Virgilio Pindaken, another friend, a self-professed scholar who asserts a lack of belief, asked why God is great. Ben said God parted the Red Sea and let the whole Israeli nation through.

Virgilio chuckled and retorted modern scholars have shown that during that time, the Red Sea was only five feet deep, so no problem for the Israelites.

Puzzled, Robert looked at the bible he was reading and at Virgilio, who had a smug look on his face. Suddenly Benjamin shouted, “Alleluia, God is really great!”

At a loss for words, the skeptic Virgilio asked, “What…? Why…?

“God is greater than I thought,” Benjamin gushed, “Not only did he lead the whole nation of Israel into the Red sea.  He also drowned the rampaging Egyptian Army of the pharaoh in merely five feet of water.”

Those were the times in youth. But Ah couldn’t find an answer to what prompted him to follow a well-trodden path leading to a House of God then simply known as Church of the Resurrection but now called Cathedral of the Resurrection.

He looked down at his gnarled hands, floundering on the thought that every person searches for a tiny hope to put his/her soul and mind at ease.

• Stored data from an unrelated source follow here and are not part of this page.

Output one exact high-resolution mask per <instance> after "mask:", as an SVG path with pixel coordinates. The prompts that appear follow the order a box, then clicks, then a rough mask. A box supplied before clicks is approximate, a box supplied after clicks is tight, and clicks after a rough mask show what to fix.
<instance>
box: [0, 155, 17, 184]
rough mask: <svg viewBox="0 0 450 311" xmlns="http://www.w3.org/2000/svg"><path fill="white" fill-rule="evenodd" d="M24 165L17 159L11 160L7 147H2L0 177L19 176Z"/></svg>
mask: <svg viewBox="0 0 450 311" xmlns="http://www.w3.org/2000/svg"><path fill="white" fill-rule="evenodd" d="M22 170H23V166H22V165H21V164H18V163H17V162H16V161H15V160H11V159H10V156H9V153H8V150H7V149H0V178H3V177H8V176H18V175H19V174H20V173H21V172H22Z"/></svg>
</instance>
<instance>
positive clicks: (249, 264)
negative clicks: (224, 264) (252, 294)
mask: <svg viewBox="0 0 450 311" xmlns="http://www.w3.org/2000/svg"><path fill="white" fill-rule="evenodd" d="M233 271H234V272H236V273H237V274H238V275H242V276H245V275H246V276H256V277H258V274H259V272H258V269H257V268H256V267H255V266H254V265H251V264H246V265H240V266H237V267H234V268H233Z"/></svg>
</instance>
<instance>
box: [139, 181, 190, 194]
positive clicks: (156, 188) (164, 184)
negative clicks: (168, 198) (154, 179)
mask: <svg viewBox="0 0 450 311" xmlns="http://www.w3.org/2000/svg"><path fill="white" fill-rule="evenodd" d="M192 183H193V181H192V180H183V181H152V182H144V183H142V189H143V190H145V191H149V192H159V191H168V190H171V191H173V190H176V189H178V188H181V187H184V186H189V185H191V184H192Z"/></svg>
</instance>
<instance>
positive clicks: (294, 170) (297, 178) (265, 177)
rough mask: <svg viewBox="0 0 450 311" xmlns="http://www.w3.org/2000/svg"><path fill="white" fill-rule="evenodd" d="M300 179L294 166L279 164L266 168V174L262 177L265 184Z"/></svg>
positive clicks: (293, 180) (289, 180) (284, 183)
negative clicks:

If it was Fr. Abad who was communing with Someone and found him in a boundless universe of kinship, then it was also Ah searching for echoes of the good lessons; that somewhere, there remains an indestructible, all-powerful and eternal Being, yet capable of gentleness.

Ah is humbled by experience that life is a good friend and, more, a good teacher, even when things fall apart.

Often, some events torment more than they ought; some torment before they ought and some torment when they ought not to torment at all.

Yet for this, Ah, having seen Fr. Abad in church, will forever be grateful that one day, long time ago, Fr. Abad gave unstintingly his blessing to become Ah’s godfather.

For it was Ah, the man who – on bended knees on the kneeling pad and facing the altar –  was saying, “Father, where did all the love I’ve known, go? Father in my grief, I come to you.”